The agreement comes after recent examinations conducted by the Federal Reserve Bank of San Francisco and the California Department of Business Oversight identified deficiencies in East West’s compliance with certain anti-money laundering laws, including the Bank Secrecy Act.
According to legal documents, the bank will now need to submit a plan which includes the establishment of a compliance committee, measures to improve reporting information, and an assessment of the bank’s staff within 60 days.
In addition, the bank has agreed to submitting plans detailing account controls for financial institutions abroad, policies ensuring the collection of customer information, and a monitoring system which ensures timely reporting by the bank of suspicious transactions.
“We will continue improving our system within the time frame that we both agree on,” Emily Wang, an East West spokeswoman, told the Business Journal.
The Bank Secrecy Act of 1970 and subsequent laws require banks to assist the federal government in preventing money laundering, while the Patriot Act of 2001 significantly expanded financial transparency laws.
In the past few years, banks including New York’s JP Morgan Chase Inc. and Boston’s State Street Corp. have been ordered by regulators to strengthen their anti-money laundering programs. Century City’s Banamex USA, a subsidiary of New York finance giant Citigroup Inc., agreed to shut down in July after paying a $140 million settlement to state and federal regulators over repeated failures to implement an adequate anti-money laundering plan.

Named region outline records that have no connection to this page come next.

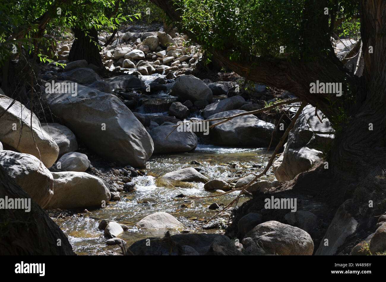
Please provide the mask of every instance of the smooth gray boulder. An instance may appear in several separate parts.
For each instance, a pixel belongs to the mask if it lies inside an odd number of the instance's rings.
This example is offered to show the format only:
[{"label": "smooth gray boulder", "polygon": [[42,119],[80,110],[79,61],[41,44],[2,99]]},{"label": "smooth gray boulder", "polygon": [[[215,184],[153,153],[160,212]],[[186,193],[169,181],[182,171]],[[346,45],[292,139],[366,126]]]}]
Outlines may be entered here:
[{"label": "smooth gray boulder", "polygon": [[245,102],[245,100],[244,98],[239,95],[220,100],[215,103],[210,104],[205,107],[203,112],[203,116],[204,118],[206,119],[208,117],[218,112],[237,109]]},{"label": "smooth gray boulder", "polygon": [[166,138],[174,129],[171,125],[162,125],[150,131],[150,136],[154,143],[153,154],[189,152],[196,148],[197,136],[193,132],[179,132],[176,129]]},{"label": "smooth gray boulder", "polygon": [[145,83],[134,76],[122,74],[103,80],[107,82],[111,89],[139,88],[145,86]]},{"label": "smooth gray boulder", "polygon": [[[246,112],[245,111],[233,110],[222,112],[208,117],[217,118]],[[210,122],[212,125],[223,120]],[[211,141],[215,145],[236,147],[267,147],[273,138],[271,148],[274,148],[278,142],[279,134],[274,131],[275,126],[259,119],[253,114],[238,117],[216,126],[209,130]]]},{"label": "smooth gray boulder", "polygon": [[64,67],[64,71],[68,72],[78,68],[87,67],[88,63],[85,60],[78,60],[68,63]]},{"label": "smooth gray boulder", "polygon": [[69,128],[59,123],[42,123],[41,125],[59,147],[59,157],[78,149],[76,138]]},{"label": "smooth gray boulder", "polygon": [[242,243],[250,254],[311,255],[314,249],[311,236],[304,230],[274,221],[254,227]]},{"label": "smooth gray boulder", "polygon": [[52,113],[106,159],[141,167],[152,153],[150,136],[116,96],[80,85],[76,97],[61,93],[43,96]]},{"label": "smooth gray boulder", "polygon": [[51,172],[34,156],[5,150],[0,151],[0,166],[42,208],[54,195]]},{"label": "smooth gray boulder", "polygon": [[104,230],[105,236],[108,238],[118,237],[123,233],[123,228],[119,224],[115,221],[110,221],[107,223]]},{"label": "smooth gray boulder", "polygon": [[51,167],[58,159],[59,148],[33,113],[31,124],[30,111],[20,102],[15,101],[4,113],[13,101],[0,94],[0,141],[20,153],[41,158],[44,166]]},{"label": "smooth gray boulder", "polygon": [[78,68],[65,72],[61,74],[59,77],[81,84],[90,84],[100,80],[99,76],[95,70],[86,67]]},{"label": "smooth gray boulder", "polygon": [[159,176],[156,180],[156,183],[159,183],[166,185],[169,182],[175,185],[181,182],[206,183],[209,181],[208,178],[193,168],[186,168],[169,172]]},{"label": "smooth gray boulder", "polygon": [[[322,118],[322,112],[318,110],[317,113]],[[272,169],[278,180],[293,179],[322,156],[323,148],[331,143],[334,136],[330,121],[327,118],[322,121],[315,116],[314,107],[305,107],[290,131],[284,151],[273,163]]]},{"label": "smooth gray boulder", "polygon": [[78,172],[85,171],[90,163],[87,156],[77,152],[71,152],[63,155],[57,162],[57,167],[59,163],[62,170]]},{"label": "smooth gray boulder", "polygon": [[[358,222],[346,210],[346,205],[352,203],[349,199],[340,205],[335,213],[331,223],[320,241],[315,255],[333,255],[342,245],[348,236],[354,234],[358,226]],[[326,242],[325,239],[327,239]],[[328,243],[328,245],[326,243]]]},{"label": "smooth gray boulder", "polygon": [[202,80],[191,75],[179,76],[171,89],[172,95],[191,101],[210,102],[213,97],[210,89]]},{"label": "smooth gray boulder", "polygon": [[173,215],[160,212],[145,217],[135,225],[139,228],[173,229],[183,225]]},{"label": "smooth gray boulder", "polygon": [[47,208],[102,206],[111,195],[103,181],[85,172],[53,172],[54,195]]}]

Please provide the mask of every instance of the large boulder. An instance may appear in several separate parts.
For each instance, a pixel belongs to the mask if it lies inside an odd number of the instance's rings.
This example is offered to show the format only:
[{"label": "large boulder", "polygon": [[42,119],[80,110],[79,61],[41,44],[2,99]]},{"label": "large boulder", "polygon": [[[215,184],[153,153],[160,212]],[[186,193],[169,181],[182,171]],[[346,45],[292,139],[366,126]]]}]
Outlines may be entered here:
[{"label": "large boulder", "polygon": [[[241,110],[233,110],[215,114],[208,119],[229,117],[246,112]],[[210,125],[222,120],[210,122]],[[261,120],[253,114],[235,118],[217,125],[210,131],[211,141],[216,145],[235,147],[268,147],[273,138],[271,146],[274,147],[278,142],[279,136],[274,131],[275,126]]]},{"label": "large boulder", "polygon": [[202,182],[206,183],[208,178],[193,168],[186,168],[166,173],[158,177],[156,183],[166,185],[168,182],[175,185],[183,185],[184,182]]},{"label": "large boulder", "polygon": [[[322,112],[318,110],[321,118]],[[311,168],[322,156],[322,149],[332,141],[334,131],[330,121],[323,123],[315,116],[315,107],[305,107],[293,128],[290,131],[284,151],[273,163],[272,169],[279,181],[293,179],[301,172]]]},{"label": "large boulder", "polygon": [[386,222],[377,228],[370,241],[369,249],[373,255],[386,251]]},{"label": "large boulder", "polygon": [[159,46],[159,40],[156,35],[151,35],[145,38],[142,43],[148,46],[150,51],[155,51]]},{"label": "large boulder", "polygon": [[217,234],[177,234],[163,238],[144,239],[133,243],[129,249],[136,255],[235,255],[242,253],[234,242]]},{"label": "large boulder", "polygon": [[163,31],[159,31],[157,35],[159,40],[160,44],[163,47],[169,47],[174,44],[171,37]]},{"label": "large boulder", "polygon": [[[0,165],[0,198],[30,198],[14,179],[8,175],[8,169]],[[33,179],[31,181],[33,181]],[[0,212],[2,232],[0,253],[2,255],[74,255],[68,239],[32,199],[29,212],[21,209],[4,209]],[[61,245],[58,246],[58,240]]]},{"label": "large boulder", "polygon": [[0,141],[21,153],[41,158],[44,166],[50,167],[58,159],[59,148],[33,113],[31,123],[30,111],[20,102],[15,101],[4,113],[13,101],[0,94]]},{"label": "large boulder", "polygon": [[242,106],[244,102],[244,98],[239,95],[220,100],[205,107],[203,116],[204,119],[207,119],[208,117],[218,112],[236,109]]},{"label": "large boulder", "polygon": [[61,74],[59,77],[63,79],[67,79],[81,84],[90,84],[100,80],[99,76],[95,70],[85,67],[78,68],[65,72]]},{"label": "large boulder", "polygon": [[338,248],[344,243],[346,238],[354,234],[358,222],[347,212],[346,206],[352,204],[352,199],[349,199],[339,206],[320,242],[315,255],[335,255]]},{"label": "large boulder", "polygon": [[179,132],[176,129],[166,138],[173,129],[171,125],[163,125],[150,131],[150,136],[154,143],[153,154],[189,152],[196,148],[197,136],[193,132]]},{"label": "large boulder", "polygon": [[172,103],[169,107],[169,112],[170,116],[173,116],[179,119],[183,119],[188,117],[190,112],[188,107],[179,102]]},{"label": "large boulder", "polygon": [[36,203],[46,207],[54,195],[54,179],[37,158],[27,154],[1,151],[0,166]]},{"label": "large boulder", "polygon": [[52,175],[54,196],[47,208],[100,207],[110,200],[108,188],[96,176],[74,171],[53,172]]},{"label": "large boulder", "polygon": [[90,161],[84,154],[71,152],[62,156],[56,163],[60,163],[61,169],[65,171],[84,172],[90,166]]},{"label": "large boulder", "polygon": [[116,96],[80,85],[76,97],[61,93],[44,97],[53,114],[105,159],[142,166],[152,153],[150,136]]},{"label": "large boulder", "polygon": [[255,227],[242,242],[250,254],[311,255],[314,249],[311,236],[304,230],[273,221]]},{"label": "large boulder", "polygon": [[172,95],[185,100],[210,102],[213,97],[210,89],[202,80],[191,75],[178,76],[171,89]]},{"label": "large boulder", "polygon": [[104,79],[111,89],[140,88],[145,86],[145,83],[136,76],[122,74]]},{"label": "large boulder", "polygon": [[181,227],[182,223],[173,215],[160,212],[145,217],[135,225],[139,228],[172,229]]},{"label": "large boulder", "polygon": [[125,55],[124,57],[130,60],[141,60],[145,59],[145,53],[138,49],[134,49]]},{"label": "large boulder", "polygon": [[59,147],[59,156],[78,149],[76,138],[69,128],[59,123],[42,123],[41,125]]}]

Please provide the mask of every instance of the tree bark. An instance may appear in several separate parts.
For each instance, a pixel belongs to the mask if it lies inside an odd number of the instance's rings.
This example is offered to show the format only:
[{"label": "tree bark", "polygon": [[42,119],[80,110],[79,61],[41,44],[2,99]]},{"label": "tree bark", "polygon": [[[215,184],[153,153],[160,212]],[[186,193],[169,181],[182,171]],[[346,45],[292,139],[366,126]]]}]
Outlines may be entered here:
[{"label": "tree bark", "polygon": [[85,31],[75,28],[73,32],[75,39],[70,50],[69,60],[85,60],[89,64],[93,64],[102,69],[103,64],[99,54],[96,30],[93,27],[91,30]]}]

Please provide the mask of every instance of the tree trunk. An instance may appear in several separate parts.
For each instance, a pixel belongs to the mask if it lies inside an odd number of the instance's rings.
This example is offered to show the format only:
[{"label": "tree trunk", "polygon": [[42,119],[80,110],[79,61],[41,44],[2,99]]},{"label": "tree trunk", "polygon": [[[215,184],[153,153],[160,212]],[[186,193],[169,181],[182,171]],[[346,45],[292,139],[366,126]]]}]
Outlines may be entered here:
[{"label": "tree trunk", "polygon": [[[68,60],[72,62],[85,60],[89,64],[93,64],[102,69],[103,64],[99,54],[98,44],[98,33],[93,27],[85,31],[78,28],[73,29],[75,40],[68,55]],[[90,41],[90,39],[91,41]]]}]

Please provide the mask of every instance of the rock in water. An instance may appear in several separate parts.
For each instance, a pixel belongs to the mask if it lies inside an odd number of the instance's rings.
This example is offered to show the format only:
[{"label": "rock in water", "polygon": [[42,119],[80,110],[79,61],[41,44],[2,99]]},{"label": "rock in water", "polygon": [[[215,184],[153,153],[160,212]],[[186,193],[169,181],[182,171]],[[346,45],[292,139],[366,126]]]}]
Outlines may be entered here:
[{"label": "rock in water", "polygon": [[51,172],[32,155],[0,151],[0,166],[16,184],[44,208],[54,195]]},{"label": "rock in water", "polygon": [[[30,196],[0,165],[0,198],[25,199]],[[75,255],[67,237],[32,199],[30,211],[3,209],[0,222],[7,232],[0,232],[0,253],[3,255]],[[57,246],[58,239],[61,245]]]},{"label": "rock in water", "polygon": [[[315,107],[306,106],[290,131],[284,151],[273,163],[272,169],[279,181],[293,179],[311,168],[320,158],[322,148],[333,141],[332,127],[327,118],[322,123],[315,116]],[[323,114],[318,111],[321,118]]]},{"label": "rock in water", "polygon": [[110,221],[105,228],[105,236],[108,238],[118,237],[123,233],[123,229],[115,221]]},{"label": "rock in water", "polygon": [[[225,235],[216,234],[177,234],[170,237],[138,241],[129,248],[136,255],[240,255],[243,254]],[[189,247],[187,248],[187,247]]]},{"label": "rock in water", "polygon": [[172,171],[159,176],[156,180],[156,183],[167,185],[168,182],[172,185],[178,185],[183,182],[202,182],[206,183],[209,181],[208,178],[193,168],[186,168]]},{"label": "rock in water", "polygon": [[182,226],[182,223],[173,215],[163,212],[148,215],[135,225],[139,228],[172,229]]},{"label": "rock in water", "polygon": [[59,123],[42,123],[42,127],[59,147],[59,156],[78,149],[76,138],[69,128]]},{"label": "rock in water", "polygon": [[[30,111],[20,102],[15,101],[3,114],[13,101],[0,94],[0,141],[20,153],[29,154],[38,158],[41,157],[44,166],[51,167],[58,159],[59,148],[42,128],[34,113],[31,124]],[[35,142],[39,151],[35,146]]]},{"label": "rock in water", "polygon": [[210,102],[213,97],[210,89],[202,80],[191,75],[179,76],[171,90],[173,95],[191,101],[205,100]]},{"label": "rock in water", "polygon": [[152,153],[150,136],[116,96],[82,85],[78,86],[76,97],[64,93],[43,95],[54,114],[106,159],[142,166]]},{"label": "rock in water", "polygon": [[57,162],[60,163],[62,170],[65,171],[84,172],[90,166],[90,161],[84,154],[76,152],[65,154]]},{"label": "rock in water", "polygon": [[[246,112],[233,110],[222,112],[208,117],[208,119],[231,116]],[[211,121],[210,125],[221,120]],[[216,145],[236,147],[268,147],[273,133],[271,146],[274,148],[279,141],[279,134],[274,132],[275,126],[261,120],[253,114],[238,117],[215,126],[209,131],[211,141]]]},{"label": "rock in water", "polygon": [[110,200],[109,189],[98,177],[73,171],[54,172],[52,175],[54,196],[47,208],[100,207]]},{"label": "rock in water", "polygon": [[190,131],[179,132],[177,129],[166,137],[174,129],[170,125],[157,126],[150,131],[154,143],[154,154],[189,152],[197,147],[197,136]]},{"label": "rock in water", "polygon": [[314,248],[311,236],[304,230],[273,221],[255,227],[242,243],[252,255],[311,255]]}]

Wang said East West’s situation is different.
“Some banks in the end were fined with a penalty. That’s not the case with East West. We don’t have one customer or one business that was asked to leave the bank,” Wang said. “We’re confident that we’ll be able to get our system upgraded and meet the written agreement.”
A spokesperson for the Federal Reserve Bank of San Francisco could not be immediately reached for comment.
East West maintains a branch in Hong Kong and has various foreign subsidiaries, including offices and an international banking subsidiary in Shanghai. It has about $30 billion in assets, making it L.A.’s largest bank, after the sale of City National Bank.